Until recently, Deaner’s office staffed the citation docket with a particular focus on defendants for whom English was a second language, if they spoke it at all. But understaffed and overworked, the Metro Public Defender’s office has had to limit the cases it takes on. As a result, it rarely represents clients here anymore. Deaner does not shy away from the fact that the change may have negative consequences, but describes it as the least bad option.
A defense attorney through and through, she feels alarm any time a person has to face the system without a lawyer. But her view of the citation docket in general is not purely negative. For one thing, the docket itself was created as a reform that aimed to reduce high failure-to-appear rates among defendants by centralizing the process and eliminating what used to be a long gap between booking and an initial court date. On that front, she explains, the docket has been a success. Moreover, she says, citations are a good alternative to arrest and incarceration, and the number of defendants who proceed without an attorney is, in some ways, evidence of the fact that they aren’t having the book thrown at them.
“If there was more aggressive prosecution, perhaps more individuals would be seeking lawyers, but we have a progressive DA who sees the value in providing solutions rather than simply prosecution,” Deaner says, referring to District Attorney Glenn Funk, who has worked with Deaner on some diversion programs — including one aimed at driver’s license violations. Still, the use of special arrangements, such as the “under advisement” pleas, gives her pause.

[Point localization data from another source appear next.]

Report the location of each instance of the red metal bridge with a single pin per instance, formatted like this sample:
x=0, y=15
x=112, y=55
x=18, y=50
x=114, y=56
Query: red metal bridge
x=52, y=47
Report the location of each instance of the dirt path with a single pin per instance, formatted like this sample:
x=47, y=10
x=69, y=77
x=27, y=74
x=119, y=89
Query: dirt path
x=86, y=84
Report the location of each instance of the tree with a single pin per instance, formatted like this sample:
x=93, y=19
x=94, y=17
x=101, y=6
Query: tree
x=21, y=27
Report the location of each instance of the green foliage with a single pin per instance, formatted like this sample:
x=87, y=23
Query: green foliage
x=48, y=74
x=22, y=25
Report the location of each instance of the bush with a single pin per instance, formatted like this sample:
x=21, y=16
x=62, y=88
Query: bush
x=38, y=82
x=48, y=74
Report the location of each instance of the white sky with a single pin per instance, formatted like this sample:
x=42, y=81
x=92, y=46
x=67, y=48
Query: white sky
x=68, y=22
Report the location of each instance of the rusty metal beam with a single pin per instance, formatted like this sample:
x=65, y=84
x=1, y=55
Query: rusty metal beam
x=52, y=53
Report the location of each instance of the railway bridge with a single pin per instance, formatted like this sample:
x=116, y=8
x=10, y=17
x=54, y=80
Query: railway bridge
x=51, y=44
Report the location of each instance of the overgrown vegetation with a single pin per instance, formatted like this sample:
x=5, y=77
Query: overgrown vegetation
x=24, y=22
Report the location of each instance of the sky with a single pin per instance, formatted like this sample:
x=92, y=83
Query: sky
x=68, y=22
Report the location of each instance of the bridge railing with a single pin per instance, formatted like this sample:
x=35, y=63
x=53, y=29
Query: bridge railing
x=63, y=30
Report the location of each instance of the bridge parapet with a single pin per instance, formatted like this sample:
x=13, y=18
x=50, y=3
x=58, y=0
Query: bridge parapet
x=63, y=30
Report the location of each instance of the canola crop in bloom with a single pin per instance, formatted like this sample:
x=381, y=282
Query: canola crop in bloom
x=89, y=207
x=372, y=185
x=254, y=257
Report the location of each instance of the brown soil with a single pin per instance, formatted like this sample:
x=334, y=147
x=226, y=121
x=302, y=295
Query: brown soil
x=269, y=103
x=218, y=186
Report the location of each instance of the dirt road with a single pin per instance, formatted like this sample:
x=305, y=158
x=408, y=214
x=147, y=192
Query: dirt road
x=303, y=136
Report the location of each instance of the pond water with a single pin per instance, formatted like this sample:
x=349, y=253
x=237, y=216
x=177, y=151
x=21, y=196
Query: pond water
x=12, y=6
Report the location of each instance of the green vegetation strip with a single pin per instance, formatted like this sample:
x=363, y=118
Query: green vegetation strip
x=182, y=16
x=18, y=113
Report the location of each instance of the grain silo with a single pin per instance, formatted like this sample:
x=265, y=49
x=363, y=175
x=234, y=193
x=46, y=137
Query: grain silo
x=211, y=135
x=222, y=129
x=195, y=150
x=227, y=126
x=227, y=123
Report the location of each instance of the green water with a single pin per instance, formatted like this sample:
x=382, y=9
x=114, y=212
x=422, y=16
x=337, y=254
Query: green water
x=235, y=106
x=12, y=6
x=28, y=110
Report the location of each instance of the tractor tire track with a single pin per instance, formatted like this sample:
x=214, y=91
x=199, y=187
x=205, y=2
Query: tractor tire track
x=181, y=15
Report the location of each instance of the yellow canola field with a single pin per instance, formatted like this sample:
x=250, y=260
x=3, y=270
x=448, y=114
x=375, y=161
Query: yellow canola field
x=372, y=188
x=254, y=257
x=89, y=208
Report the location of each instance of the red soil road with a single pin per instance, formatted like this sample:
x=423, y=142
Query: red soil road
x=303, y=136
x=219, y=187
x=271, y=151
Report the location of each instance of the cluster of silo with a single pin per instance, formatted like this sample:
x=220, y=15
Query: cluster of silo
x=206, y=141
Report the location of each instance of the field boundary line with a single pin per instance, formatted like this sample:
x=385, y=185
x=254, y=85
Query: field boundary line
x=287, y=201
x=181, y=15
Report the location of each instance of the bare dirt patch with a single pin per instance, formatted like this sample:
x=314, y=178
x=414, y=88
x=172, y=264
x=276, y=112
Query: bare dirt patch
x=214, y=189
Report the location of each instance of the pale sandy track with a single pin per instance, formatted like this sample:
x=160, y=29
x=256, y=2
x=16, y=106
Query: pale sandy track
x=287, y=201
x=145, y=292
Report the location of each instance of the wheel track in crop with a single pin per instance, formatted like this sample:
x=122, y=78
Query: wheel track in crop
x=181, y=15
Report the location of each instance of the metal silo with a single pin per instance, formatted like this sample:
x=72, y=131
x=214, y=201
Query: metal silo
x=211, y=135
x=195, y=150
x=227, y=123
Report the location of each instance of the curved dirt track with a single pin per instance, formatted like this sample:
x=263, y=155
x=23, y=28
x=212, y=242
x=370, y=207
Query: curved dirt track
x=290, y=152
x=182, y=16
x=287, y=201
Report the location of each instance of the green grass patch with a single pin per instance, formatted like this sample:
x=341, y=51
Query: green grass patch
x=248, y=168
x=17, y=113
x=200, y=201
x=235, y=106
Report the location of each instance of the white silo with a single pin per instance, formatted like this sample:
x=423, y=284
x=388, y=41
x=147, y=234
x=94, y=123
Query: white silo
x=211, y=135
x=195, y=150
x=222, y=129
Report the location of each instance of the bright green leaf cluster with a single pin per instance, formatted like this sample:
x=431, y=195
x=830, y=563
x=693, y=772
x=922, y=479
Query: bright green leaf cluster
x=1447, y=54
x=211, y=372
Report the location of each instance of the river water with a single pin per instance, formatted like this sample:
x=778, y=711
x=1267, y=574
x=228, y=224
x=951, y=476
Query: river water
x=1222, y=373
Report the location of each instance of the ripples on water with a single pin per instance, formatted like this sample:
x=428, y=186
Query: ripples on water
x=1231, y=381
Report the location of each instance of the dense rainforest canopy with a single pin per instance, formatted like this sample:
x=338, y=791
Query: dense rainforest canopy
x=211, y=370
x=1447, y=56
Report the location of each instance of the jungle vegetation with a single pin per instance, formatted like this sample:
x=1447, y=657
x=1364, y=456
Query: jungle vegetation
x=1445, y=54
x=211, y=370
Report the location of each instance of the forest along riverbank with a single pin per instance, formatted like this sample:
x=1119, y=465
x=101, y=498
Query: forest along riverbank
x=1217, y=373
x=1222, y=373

“It works well when it works well,” she says. “When something doesn’t quite go as planned, then it can be disastrous.”
Funk doesn’t disagree, and he tells the Scene that prosecutors from his office will soon have another option. They’ll be offering a deal that maintains the benefits of the under-advisement plea while reducing the potential disaster that Deaner describes. Under these new deals, known as an “agreed continuance,” defendants will be given a chance to take a court-ordered class or fulfill some other requirement, but without pleading guilty or potentially triggering an automatic jail sentence — it’s a solution that is more carrot than stick. If they fail to take the agreed-upon steps, the DA’s office will decide at that point whether and how to proceed with the prosecution. The defendants will still be held accountable, but if some innocent circumstances prevent them from holding up their end of the deal, a legal hammer won’t drop on them immediately.

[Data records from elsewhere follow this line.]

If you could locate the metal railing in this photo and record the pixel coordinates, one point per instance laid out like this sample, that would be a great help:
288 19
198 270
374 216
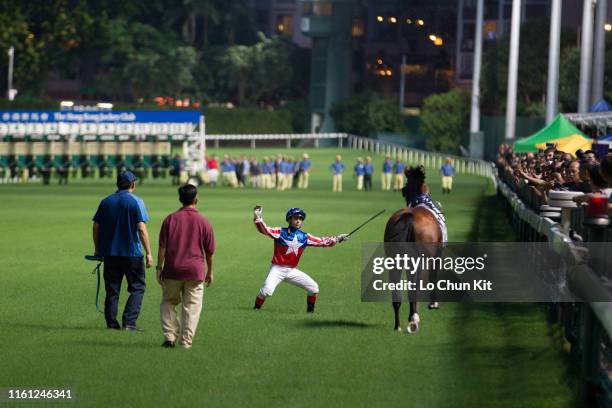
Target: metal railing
587 326
463 165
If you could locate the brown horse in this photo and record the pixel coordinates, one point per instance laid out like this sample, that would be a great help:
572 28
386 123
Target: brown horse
414 225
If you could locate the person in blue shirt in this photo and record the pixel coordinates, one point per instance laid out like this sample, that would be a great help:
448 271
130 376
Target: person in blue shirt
278 175
118 230
367 177
305 166
387 173
359 173
398 169
447 170
337 168
228 170
267 169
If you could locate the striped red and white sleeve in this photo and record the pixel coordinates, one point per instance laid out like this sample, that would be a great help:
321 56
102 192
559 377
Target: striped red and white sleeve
322 241
272 232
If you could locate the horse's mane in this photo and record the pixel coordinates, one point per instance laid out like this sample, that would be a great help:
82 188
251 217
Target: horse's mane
415 176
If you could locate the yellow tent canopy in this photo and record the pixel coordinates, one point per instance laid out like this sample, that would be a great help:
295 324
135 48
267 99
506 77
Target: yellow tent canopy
568 144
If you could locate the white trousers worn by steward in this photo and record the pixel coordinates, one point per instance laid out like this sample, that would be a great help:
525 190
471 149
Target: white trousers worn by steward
278 274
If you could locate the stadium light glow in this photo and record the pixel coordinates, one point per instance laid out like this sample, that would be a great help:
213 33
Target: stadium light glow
104 105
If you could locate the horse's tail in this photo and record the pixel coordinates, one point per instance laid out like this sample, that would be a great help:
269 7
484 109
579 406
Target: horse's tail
400 227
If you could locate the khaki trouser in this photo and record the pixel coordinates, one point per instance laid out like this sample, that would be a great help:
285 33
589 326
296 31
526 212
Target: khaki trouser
230 179
266 181
359 183
447 182
399 182
190 295
303 180
386 181
337 183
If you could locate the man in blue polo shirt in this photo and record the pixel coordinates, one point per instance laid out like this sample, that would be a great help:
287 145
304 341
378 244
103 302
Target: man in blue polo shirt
447 170
305 166
359 173
337 168
367 177
387 173
398 169
118 230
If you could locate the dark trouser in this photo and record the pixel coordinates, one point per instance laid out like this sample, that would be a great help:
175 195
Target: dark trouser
367 182
115 268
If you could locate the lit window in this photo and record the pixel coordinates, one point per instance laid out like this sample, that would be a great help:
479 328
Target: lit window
358 28
284 24
322 8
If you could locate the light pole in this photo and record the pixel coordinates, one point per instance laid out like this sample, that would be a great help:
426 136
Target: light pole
586 57
402 82
552 90
9 92
476 142
513 70
599 51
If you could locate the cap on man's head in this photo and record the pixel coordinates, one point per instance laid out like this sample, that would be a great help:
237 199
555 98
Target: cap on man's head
125 178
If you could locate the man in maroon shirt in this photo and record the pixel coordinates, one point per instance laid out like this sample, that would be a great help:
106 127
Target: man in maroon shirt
186 241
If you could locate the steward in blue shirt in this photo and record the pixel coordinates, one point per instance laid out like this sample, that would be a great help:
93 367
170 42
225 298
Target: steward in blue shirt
367 177
118 229
337 168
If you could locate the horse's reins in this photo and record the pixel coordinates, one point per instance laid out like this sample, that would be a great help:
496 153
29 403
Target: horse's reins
369 219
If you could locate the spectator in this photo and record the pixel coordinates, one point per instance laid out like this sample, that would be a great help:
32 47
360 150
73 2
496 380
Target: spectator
359 171
213 170
337 168
367 177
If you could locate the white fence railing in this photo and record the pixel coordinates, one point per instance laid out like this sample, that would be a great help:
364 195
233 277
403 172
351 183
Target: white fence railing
462 165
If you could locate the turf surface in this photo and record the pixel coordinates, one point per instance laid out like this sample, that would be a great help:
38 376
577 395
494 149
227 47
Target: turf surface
345 355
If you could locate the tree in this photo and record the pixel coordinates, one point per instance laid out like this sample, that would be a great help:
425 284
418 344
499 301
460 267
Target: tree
533 63
445 120
143 62
569 74
255 72
368 114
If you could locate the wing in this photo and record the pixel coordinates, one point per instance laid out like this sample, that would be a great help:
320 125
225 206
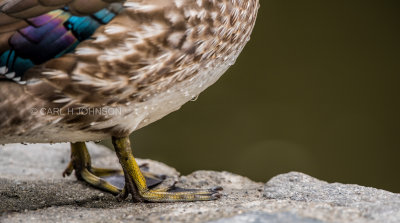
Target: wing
33 32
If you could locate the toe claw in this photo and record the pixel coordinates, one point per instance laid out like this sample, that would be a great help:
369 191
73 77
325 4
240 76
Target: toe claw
218 188
216 196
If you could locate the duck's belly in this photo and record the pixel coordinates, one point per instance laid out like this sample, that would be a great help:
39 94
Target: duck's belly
122 120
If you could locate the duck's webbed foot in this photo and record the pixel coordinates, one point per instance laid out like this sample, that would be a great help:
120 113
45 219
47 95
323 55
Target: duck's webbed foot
135 182
109 180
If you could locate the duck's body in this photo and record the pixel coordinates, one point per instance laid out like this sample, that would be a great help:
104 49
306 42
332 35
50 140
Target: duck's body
153 57
69 78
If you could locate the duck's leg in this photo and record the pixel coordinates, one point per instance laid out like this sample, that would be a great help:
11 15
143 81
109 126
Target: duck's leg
135 182
81 163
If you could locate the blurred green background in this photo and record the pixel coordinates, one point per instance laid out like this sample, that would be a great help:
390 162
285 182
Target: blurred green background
316 90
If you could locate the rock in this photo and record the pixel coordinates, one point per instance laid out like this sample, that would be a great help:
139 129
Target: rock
32 189
370 203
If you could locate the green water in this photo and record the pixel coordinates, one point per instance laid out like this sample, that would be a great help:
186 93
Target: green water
316 90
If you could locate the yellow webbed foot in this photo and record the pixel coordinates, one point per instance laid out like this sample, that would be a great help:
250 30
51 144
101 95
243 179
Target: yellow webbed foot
109 180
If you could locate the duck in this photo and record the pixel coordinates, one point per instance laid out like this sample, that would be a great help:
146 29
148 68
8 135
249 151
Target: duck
87 70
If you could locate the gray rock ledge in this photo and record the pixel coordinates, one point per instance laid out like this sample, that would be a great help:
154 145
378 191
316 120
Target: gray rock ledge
33 190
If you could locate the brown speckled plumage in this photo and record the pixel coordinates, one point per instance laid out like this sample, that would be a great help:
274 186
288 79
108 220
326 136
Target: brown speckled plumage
147 62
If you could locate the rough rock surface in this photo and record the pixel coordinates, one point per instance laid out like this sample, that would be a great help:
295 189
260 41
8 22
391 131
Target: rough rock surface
33 190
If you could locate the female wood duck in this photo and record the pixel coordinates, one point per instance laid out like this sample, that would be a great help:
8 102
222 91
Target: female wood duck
84 70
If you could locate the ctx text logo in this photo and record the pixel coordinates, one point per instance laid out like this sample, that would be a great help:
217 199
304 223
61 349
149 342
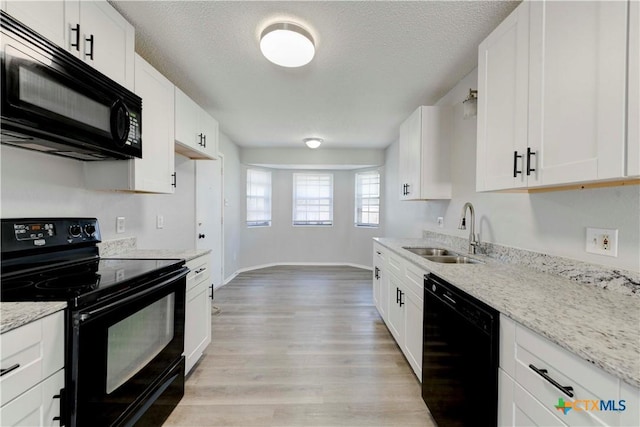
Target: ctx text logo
591 405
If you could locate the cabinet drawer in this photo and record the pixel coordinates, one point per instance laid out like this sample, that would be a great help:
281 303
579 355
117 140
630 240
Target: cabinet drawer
37 406
199 271
588 382
37 351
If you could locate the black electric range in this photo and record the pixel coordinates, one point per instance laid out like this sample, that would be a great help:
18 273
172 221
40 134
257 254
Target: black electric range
124 323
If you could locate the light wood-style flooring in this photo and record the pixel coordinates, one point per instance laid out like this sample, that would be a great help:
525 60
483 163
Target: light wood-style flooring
300 346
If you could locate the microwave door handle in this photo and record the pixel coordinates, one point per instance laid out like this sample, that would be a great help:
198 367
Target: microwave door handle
88 315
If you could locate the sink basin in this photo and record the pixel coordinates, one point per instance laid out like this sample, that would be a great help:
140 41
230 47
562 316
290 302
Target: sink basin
424 252
455 259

Even so, that deal won’t apply to everyone. And in any case, thousands upon thousands of defendants will waive their right to an attorney and walk alone down a path that can easily become a complicated and costly maze. Deaner says she’d like to see judges and prosecutors do more to ensure people don’t make that choice lightly.
Back in the full courtroom, on another morning last week, one woman turns around and asks another a question, gesturing to the woman working through files at the front of the room.
“Is that the DA?” she says.
The second woman shakes her head in response: “I have no earthly idea.”